Ecohydrology Seminar with Dr. Susan Glasauer

Tuesday, November 19, 2013 2:00 pm - 2:00 pm EST (GMT -05:00)

Vanadium: an element with a role in global biogeochemistry?

Presented by Dr. Susan GlasauerDepartment of Land Resource Science, University of Guelph

Abstract: Vanadium is increasingly applied to the studies of almost all fundamental geochemistry disciplines.

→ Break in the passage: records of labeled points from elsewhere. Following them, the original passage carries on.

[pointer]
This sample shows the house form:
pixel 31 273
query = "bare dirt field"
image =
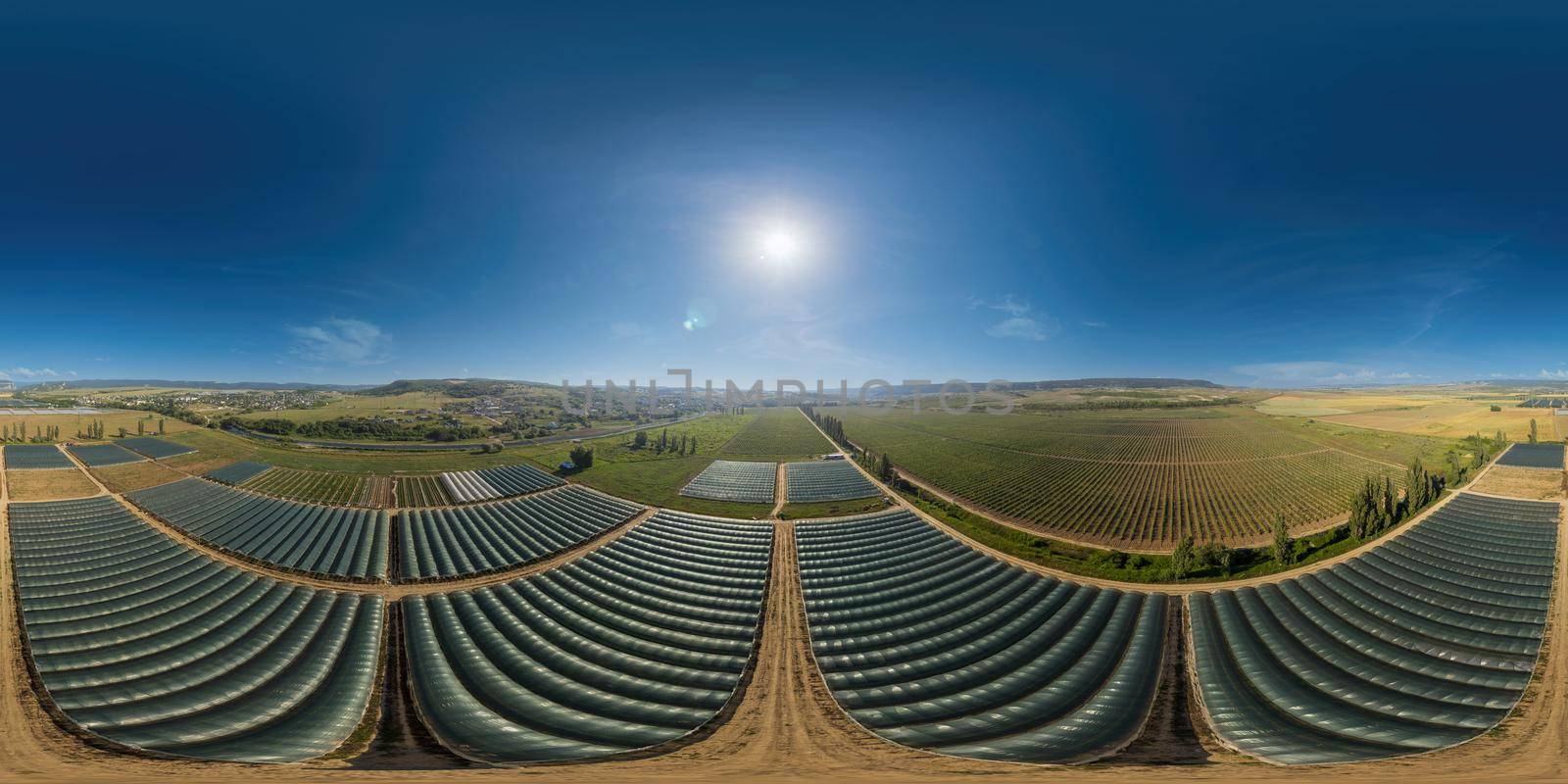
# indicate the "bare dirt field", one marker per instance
pixel 49 485
pixel 135 475
pixel 1523 483
pixel 196 463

This element has long been of interest to chemists because of its unique chemical properties, such as the existence of multiple valence states. The chemical speciation and the solubility of V species are strong functions of pH and Eh conditions, making it a key redox indicator in geochemical studies. Those properties also make it an interesting element in biological systems. The role of V in biology likely evolved with the chemical differentiation of the Earth’s surface environment, leading to the intriguing possibility that V played a major role in biological electron transfer early in Earth's history. Increased global demand for V, and for geological resources that generate it as a byproduct, are expected to impact the amount of V cycled in Earth surface environments. We have focused on two sides of the interaction between microbes and vanadium: the impact of bacterial respiration on the mobilization of V from minerals, and the impact of vanadium on bacterial cell walls. For this talk, I'll review vanadium into the context of biogeochemistry and discuss the results from our recent investigations with V and dissimilatory metal reducing bacteria.